In another episode, a gunshot was fired in a room next to a detainee to make the prisoner believe another suspect had been killed, according to the report, which a federal judge has ordered to be made public Monday in response to a Freedom of Information Act lawsuit filed by the American Civil Liberties Union.
The IG report's findings were first reported by Newsweek on its Web site.
Nashiri was one of three CIA prisoners subjected to water boarding, a brutal interrogation technique that simulates drowning that was among 10 techniques approved by the Bush administration's Justice Department in 2002. President Barack Obama and Attorney General Eric Holder have denounced water boarding as torture.
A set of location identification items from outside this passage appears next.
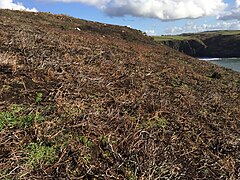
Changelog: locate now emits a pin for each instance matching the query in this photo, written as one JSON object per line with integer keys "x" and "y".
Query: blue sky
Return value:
{"x": 156, "y": 17}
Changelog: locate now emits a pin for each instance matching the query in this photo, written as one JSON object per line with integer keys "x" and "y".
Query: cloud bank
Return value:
{"x": 232, "y": 14}
{"x": 9, "y": 4}
{"x": 160, "y": 9}
{"x": 191, "y": 27}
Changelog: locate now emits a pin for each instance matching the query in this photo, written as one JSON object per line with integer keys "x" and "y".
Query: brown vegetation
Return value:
{"x": 106, "y": 102}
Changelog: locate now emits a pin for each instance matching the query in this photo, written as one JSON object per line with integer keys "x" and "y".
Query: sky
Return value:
{"x": 155, "y": 17}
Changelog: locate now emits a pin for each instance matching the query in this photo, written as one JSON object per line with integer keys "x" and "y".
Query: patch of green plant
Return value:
{"x": 87, "y": 158}
{"x": 40, "y": 155}
{"x": 85, "y": 141}
{"x": 155, "y": 122}
{"x": 17, "y": 117}
{"x": 4, "y": 174}
{"x": 39, "y": 97}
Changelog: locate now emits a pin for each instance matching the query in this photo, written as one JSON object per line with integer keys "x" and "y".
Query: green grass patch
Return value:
{"x": 17, "y": 117}
{"x": 40, "y": 155}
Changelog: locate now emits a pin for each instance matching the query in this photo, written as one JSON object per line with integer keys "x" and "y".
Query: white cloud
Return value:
{"x": 9, "y": 4}
{"x": 160, "y": 9}
{"x": 238, "y": 3}
{"x": 233, "y": 14}
{"x": 191, "y": 27}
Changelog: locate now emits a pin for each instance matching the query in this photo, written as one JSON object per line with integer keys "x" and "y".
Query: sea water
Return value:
{"x": 231, "y": 63}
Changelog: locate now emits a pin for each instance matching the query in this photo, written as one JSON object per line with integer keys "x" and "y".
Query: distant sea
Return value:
{"x": 231, "y": 63}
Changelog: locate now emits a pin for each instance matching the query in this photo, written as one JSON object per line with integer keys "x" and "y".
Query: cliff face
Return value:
{"x": 208, "y": 45}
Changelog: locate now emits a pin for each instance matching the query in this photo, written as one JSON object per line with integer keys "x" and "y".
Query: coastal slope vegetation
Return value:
{"x": 84, "y": 100}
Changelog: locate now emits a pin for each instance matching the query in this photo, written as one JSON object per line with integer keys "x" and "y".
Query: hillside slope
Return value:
{"x": 206, "y": 44}
{"x": 106, "y": 102}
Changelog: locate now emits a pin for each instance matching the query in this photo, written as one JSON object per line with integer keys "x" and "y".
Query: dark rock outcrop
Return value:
{"x": 208, "y": 45}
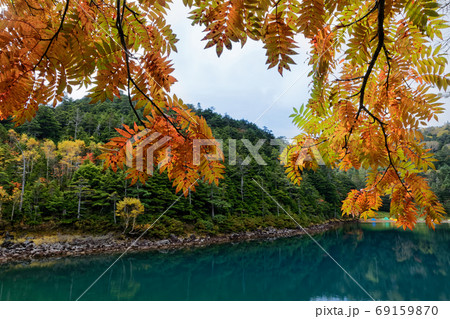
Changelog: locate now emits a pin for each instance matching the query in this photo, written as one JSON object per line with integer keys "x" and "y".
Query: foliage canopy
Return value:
{"x": 373, "y": 63}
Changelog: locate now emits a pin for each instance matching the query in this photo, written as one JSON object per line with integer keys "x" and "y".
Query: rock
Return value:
{"x": 163, "y": 242}
{"x": 7, "y": 244}
{"x": 8, "y": 236}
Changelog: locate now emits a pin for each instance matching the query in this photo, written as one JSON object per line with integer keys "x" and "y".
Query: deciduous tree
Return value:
{"x": 373, "y": 63}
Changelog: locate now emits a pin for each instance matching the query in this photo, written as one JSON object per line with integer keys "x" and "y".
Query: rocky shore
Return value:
{"x": 13, "y": 250}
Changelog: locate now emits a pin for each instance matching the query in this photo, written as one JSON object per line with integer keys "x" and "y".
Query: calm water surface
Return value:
{"x": 390, "y": 264}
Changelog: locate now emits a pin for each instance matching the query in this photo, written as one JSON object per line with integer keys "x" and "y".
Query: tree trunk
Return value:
{"x": 23, "y": 181}
{"x": 114, "y": 207}
{"x": 212, "y": 204}
{"x": 79, "y": 203}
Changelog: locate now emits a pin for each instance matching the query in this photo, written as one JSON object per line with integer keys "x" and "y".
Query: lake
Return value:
{"x": 391, "y": 264}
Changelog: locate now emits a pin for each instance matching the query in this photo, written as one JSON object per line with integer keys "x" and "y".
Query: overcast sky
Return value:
{"x": 238, "y": 83}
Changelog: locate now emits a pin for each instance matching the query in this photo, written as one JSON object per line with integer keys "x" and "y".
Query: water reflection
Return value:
{"x": 390, "y": 264}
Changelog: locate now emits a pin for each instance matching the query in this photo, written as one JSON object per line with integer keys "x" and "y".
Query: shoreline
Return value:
{"x": 28, "y": 251}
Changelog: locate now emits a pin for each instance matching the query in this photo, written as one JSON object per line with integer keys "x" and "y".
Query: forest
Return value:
{"x": 50, "y": 177}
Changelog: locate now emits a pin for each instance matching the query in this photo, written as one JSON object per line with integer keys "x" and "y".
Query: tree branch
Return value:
{"x": 119, "y": 22}
{"x": 55, "y": 36}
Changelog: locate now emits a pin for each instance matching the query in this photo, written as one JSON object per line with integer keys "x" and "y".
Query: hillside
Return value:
{"x": 66, "y": 186}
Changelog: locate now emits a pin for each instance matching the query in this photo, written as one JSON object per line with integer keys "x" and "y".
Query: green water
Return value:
{"x": 390, "y": 264}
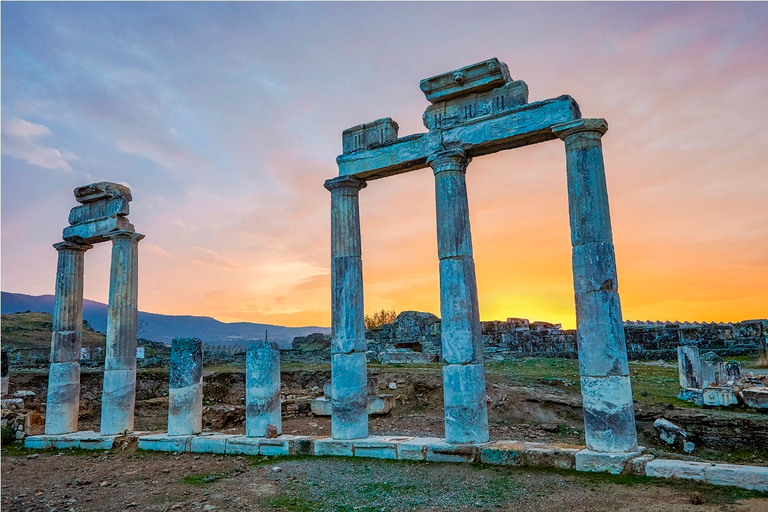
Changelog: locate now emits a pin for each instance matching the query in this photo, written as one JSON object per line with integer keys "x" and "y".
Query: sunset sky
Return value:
{"x": 226, "y": 118}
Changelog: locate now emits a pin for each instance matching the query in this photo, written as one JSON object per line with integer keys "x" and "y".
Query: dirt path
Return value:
{"x": 159, "y": 481}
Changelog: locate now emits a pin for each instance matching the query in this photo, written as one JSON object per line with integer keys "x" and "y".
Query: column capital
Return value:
{"x": 449, "y": 160}
{"x": 345, "y": 182}
{"x": 125, "y": 235}
{"x": 564, "y": 130}
{"x": 72, "y": 246}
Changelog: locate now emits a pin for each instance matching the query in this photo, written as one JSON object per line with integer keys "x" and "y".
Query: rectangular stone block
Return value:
{"x": 165, "y": 443}
{"x": 442, "y": 451}
{"x": 210, "y": 443}
{"x": 503, "y": 453}
{"x": 368, "y": 135}
{"x": 242, "y": 445}
{"x": 550, "y": 455}
{"x": 597, "y": 462}
{"x": 336, "y": 447}
{"x": 378, "y": 447}
{"x": 96, "y": 231}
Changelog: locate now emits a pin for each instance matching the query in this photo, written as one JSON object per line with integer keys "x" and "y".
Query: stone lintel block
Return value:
{"x": 349, "y": 392}
{"x": 478, "y": 77}
{"x": 96, "y": 231}
{"x": 602, "y": 349}
{"x": 65, "y": 346}
{"x": 165, "y": 443}
{"x": 503, "y": 453}
{"x": 457, "y": 111}
{"x": 464, "y": 396}
{"x": 609, "y": 416}
{"x": 334, "y": 447}
{"x": 211, "y": 443}
{"x": 600, "y": 462}
{"x": 98, "y": 210}
{"x": 102, "y": 190}
{"x": 461, "y": 332}
{"x": 369, "y": 135}
{"x": 594, "y": 267}
{"x": 550, "y": 455}
{"x": 378, "y": 447}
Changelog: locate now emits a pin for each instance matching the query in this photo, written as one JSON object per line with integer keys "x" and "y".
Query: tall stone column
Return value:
{"x": 349, "y": 382}
{"x": 119, "y": 393}
{"x": 609, "y": 417}
{"x": 466, "y": 414}
{"x": 63, "y": 400}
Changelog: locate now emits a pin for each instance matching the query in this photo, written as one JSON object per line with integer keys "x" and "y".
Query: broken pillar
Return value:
{"x": 348, "y": 361}
{"x": 185, "y": 390}
{"x": 63, "y": 401}
{"x": 689, "y": 366}
{"x": 262, "y": 389}
{"x": 119, "y": 392}
{"x": 466, "y": 414}
{"x": 609, "y": 418}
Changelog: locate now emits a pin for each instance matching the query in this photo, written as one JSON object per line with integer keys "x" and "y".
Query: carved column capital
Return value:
{"x": 72, "y": 246}
{"x": 345, "y": 182}
{"x": 449, "y": 160}
{"x": 594, "y": 127}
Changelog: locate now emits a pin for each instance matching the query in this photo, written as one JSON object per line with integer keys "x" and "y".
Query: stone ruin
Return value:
{"x": 101, "y": 216}
{"x": 475, "y": 111}
{"x": 707, "y": 380}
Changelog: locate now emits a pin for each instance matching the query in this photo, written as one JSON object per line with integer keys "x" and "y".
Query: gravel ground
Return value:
{"x": 81, "y": 481}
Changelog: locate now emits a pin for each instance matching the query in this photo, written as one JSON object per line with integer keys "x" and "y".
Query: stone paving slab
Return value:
{"x": 86, "y": 440}
{"x": 747, "y": 477}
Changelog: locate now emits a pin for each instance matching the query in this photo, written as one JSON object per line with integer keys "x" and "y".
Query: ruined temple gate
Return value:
{"x": 102, "y": 216}
{"x": 474, "y": 111}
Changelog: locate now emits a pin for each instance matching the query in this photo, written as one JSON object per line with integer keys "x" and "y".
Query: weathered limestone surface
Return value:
{"x": 262, "y": 389}
{"x": 63, "y": 400}
{"x": 605, "y": 383}
{"x": 466, "y": 415}
{"x": 119, "y": 394}
{"x": 348, "y": 361}
{"x": 185, "y": 391}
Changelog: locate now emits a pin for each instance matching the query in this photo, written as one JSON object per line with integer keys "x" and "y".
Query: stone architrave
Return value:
{"x": 609, "y": 415}
{"x": 349, "y": 382}
{"x": 262, "y": 389}
{"x": 119, "y": 391}
{"x": 185, "y": 389}
{"x": 466, "y": 414}
{"x": 479, "y": 110}
{"x": 63, "y": 401}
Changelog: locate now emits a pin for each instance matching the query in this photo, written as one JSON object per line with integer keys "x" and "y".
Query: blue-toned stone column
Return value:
{"x": 609, "y": 418}
{"x": 262, "y": 389}
{"x": 119, "y": 392}
{"x": 63, "y": 402}
{"x": 185, "y": 389}
{"x": 466, "y": 413}
{"x": 349, "y": 382}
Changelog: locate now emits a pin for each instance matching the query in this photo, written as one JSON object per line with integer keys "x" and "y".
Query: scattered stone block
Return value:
{"x": 378, "y": 447}
{"x": 165, "y": 443}
{"x": 587, "y": 460}
{"x": 334, "y": 447}
{"x": 503, "y": 453}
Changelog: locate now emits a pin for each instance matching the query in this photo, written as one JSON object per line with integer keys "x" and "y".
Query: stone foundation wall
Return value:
{"x": 518, "y": 337}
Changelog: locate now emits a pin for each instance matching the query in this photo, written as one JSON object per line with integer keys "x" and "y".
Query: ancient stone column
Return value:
{"x": 63, "y": 400}
{"x": 185, "y": 389}
{"x": 349, "y": 419}
{"x": 609, "y": 416}
{"x": 119, "y": 392}
{"x": 262, "y": 389}
{"x": 466, "y": 414}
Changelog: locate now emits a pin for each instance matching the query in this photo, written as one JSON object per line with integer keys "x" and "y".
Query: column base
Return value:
{"x": 599, "y": 462}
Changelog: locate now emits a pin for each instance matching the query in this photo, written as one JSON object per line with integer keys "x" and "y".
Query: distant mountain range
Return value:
{"x": 164, "y": 328}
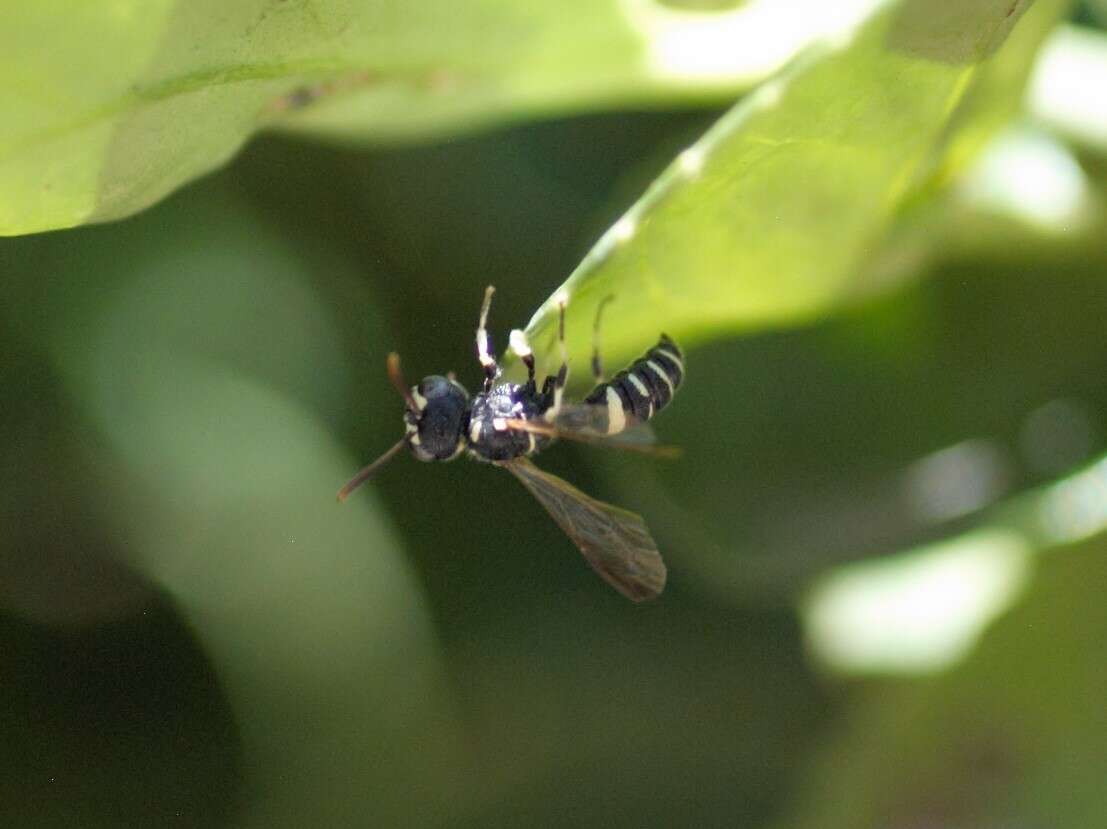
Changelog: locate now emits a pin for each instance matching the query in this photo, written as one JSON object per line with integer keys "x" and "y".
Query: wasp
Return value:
{"x": 507, "y": 423}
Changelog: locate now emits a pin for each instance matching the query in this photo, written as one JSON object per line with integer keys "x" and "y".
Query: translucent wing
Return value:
{"x": 614, "y": 541}
{"x": 587, "y": 424}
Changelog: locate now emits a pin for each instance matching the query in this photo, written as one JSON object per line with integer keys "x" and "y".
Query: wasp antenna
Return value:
{"x": 397, "y": 380}
{"x": 370, "y": 470}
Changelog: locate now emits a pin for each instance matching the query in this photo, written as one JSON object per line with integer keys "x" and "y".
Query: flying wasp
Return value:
{"x": 506, "y": 423}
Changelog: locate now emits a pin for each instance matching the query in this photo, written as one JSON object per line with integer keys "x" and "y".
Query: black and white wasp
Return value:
{"x": 506, "y": 423}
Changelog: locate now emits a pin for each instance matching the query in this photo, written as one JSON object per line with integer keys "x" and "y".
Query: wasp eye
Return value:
{"x": 443, "y": 411}
{"x": 434, "y": 386}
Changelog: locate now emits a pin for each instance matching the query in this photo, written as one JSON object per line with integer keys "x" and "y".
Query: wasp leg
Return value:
{"x": 597, "y": 359}
{"x": 520, "y": 346}
{"x": 485, "y": 353}
{"x": 562, "y": 372}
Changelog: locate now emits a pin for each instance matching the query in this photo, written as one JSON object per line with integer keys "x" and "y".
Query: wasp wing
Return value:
{"x": 614, "y": 541}
{"x": 586, "y": 424}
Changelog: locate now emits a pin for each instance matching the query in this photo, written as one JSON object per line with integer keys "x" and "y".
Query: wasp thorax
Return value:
{"x": 434, "y": 429}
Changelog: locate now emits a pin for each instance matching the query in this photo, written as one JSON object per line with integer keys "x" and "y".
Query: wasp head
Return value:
{"x": 436, "y": 422}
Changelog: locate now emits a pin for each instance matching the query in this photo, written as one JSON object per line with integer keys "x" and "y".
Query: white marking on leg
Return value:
{"x": 661, "y": 373}
{"x": 519, "y": 344}
{"x": 483, "y": 349}
{"x": 617, "y": 418}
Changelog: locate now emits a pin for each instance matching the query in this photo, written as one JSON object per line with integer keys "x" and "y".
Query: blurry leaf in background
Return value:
{"x": 1014, "y": 736}
{"x": 771, "y": 218}
{"x": 1068, "y": 93}
{"x": 88, "y": 140}
{"x": 205, "y": 359}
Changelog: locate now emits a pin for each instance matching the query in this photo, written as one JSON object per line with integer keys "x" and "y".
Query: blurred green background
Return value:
{"x": 886, "y": 535}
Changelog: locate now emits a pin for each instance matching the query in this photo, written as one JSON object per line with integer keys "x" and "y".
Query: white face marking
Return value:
{"x": 519, "y": 344}
{"x": 617, "y": 420}
{"x": 676, "y": 361}
{"x": 661, "y": 373}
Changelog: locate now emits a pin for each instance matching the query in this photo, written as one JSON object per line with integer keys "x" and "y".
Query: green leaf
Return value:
{"x": 106, "y": 107}
{"x": 1011, "y": 737}
{"x": 773, "y": 217}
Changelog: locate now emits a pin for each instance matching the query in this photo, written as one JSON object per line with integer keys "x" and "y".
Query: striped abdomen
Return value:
{"x": 639, "y": 392}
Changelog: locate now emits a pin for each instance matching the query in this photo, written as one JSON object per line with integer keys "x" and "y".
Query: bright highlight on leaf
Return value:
{"x": 920, "y": 611}
{"x": 772, "y": 217}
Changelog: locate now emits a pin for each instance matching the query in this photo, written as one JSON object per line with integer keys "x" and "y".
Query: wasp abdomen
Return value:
{"x": 640, "y": 391}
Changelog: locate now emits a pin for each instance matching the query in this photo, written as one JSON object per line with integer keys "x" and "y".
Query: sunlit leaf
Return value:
{"x": 106, "y": 107}
{"x": 771, "y": 218}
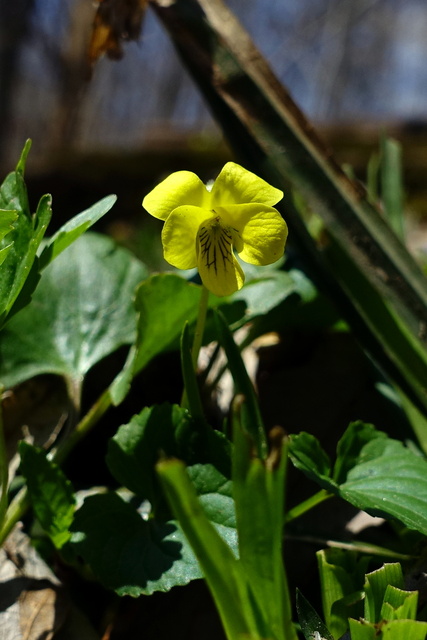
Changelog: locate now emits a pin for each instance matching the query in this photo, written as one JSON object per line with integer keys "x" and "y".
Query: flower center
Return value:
{"x": 215, "y": 245}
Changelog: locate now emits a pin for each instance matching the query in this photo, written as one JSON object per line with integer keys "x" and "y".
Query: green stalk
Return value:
{"x": 4, "y": 469}
{"x": 21, "y": 503}
{"x": 302, "y": 508}
{"x": 271, "y": 137}
{"x": 200, "y": 325}
{"x": 197, "y": 340}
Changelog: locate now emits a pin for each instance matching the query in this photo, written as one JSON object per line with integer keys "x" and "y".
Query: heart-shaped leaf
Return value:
{"x": 82, "y": 311}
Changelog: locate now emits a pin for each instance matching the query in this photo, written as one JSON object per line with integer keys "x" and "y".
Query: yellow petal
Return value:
{"x": 180, "y": 188}
{"x": 236, "y": 185}
{"x": 219, "y": 270}
{"x": 259, "y": 232}
{"x": 179, "y": 236}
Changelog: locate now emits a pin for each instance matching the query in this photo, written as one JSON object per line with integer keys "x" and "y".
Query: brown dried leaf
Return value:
{"x": 33, "y": 604}
{"x": 116, "y": 21}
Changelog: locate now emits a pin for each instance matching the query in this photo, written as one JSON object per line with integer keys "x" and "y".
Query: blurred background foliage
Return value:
{"x": 354, "y": 67}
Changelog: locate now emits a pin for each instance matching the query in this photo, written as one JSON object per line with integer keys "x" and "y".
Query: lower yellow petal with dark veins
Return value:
{"x": 219, "y": 270}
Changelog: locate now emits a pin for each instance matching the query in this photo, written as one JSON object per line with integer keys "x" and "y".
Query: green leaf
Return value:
{"x": 387, "y": 478}
{"x": 258, "y": 490}
{"x": 135, "y": 556}
{"x": 399, "y": 604}
{"x": 50, "y": 492}
{"x": 392, "y": 482}
{"x": 392, "y": 184}
{"x": 250, "y": 411}
{"x": 81, "y": 312}
{"x": 6, "y": 220}
{"x": 220, "y": 568}
{"x": 73, "y": 229}
{"x": 164, "y": 303}
{"x": 311, "y": 623}
{"x": 27, "y": 234}
{"x": 342, "y": 575}
{"x": 350, "y": 448}
{"x": 131, "y": 555}
{"x": 165, "y": 430}
{"x": 308, "y": 456}
{"x": 132, "y": 454}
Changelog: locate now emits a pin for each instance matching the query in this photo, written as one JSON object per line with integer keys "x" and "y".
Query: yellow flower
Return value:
{"x": 204, "y": 227}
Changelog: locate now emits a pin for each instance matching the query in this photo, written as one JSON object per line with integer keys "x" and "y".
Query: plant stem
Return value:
{"x": 200, "y": 325}
{"x": 306, "y": 505}
{"x": 21, "y": 502}
{"x": 4, "y": 470}
{"x": 198, "y": 336}
{"x": 84, "y": 426}
{"x": 16, "y": 510}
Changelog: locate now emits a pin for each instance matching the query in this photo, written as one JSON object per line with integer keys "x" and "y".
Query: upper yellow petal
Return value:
{"x": 236, "y": 185}
{"x": 178, "y": 189}
{"x": 259, "y": 232}
{"x": 179, "y": 236}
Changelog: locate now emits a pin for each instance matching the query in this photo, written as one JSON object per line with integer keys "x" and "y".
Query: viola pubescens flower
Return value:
{"x": 204, "y": 227}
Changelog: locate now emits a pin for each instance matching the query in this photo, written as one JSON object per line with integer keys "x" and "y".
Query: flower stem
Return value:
{"x": 21, "y": 502}
{"x": 84, "y": 426}
{"x": 4, "y": 470}
{"x": 308, "y": 504}
{"x": 200, "y": 325}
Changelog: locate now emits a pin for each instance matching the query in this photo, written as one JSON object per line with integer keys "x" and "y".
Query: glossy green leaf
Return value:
{"x": 375, "y": 586}
{"x": 392, "y": 184}
{"x": 392, "y": 482}
{"x": 161, "y": 321}
{"x": 258, "y": 490}
{"x": 307, "y": 455}
{"x": 73, "y": 229}
{"x": 26, "y": 236}
{"x": 132, "y": 453}
{"x": 350, "y": 448}
{"x": 127, "y": 553}
{"x": 164, "y": 303}
{"x": 311, "y": 623}
{"x": 51, "y": 494}
{"x": 81, "y": 311}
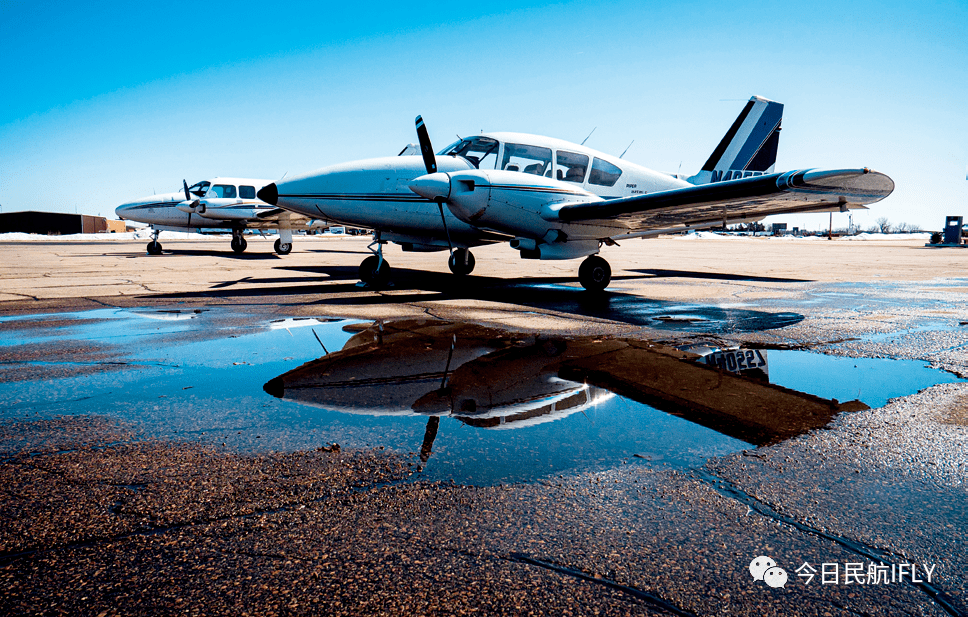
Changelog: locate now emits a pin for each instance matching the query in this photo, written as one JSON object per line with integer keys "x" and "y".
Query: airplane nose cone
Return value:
{"x": 432, "y": 186}
{"x": 269, "y": 194}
"The CIA in no way endorsed behavior- no matter how infrequent- that went beyond formal guidance," said agency spokesman Paul Gimigliano. He declined to comment on the contents of the IG report.
Holder is considering whether to appoint a criminal prosecutor to investigate the Bush administration's interrogation practices, a controversial move that would run counter to President Barack Obama's wishes to leave the issue in the past.
Gimigliano said the career prosecutors at the Justice Department have reviewed the report to determine if any laws were broken and whether the interrogators should be prosecuted.
"Professionals in the Department of Justice decided if and when to pursue prosecution," he said. "That's how the system was supposed to work, and that's how it did work."
Just one CIA contract interrogator, David Passaro, has been prosecuted. He was found guilty in 2007 in the beating death of a prisoner in Afghanistan.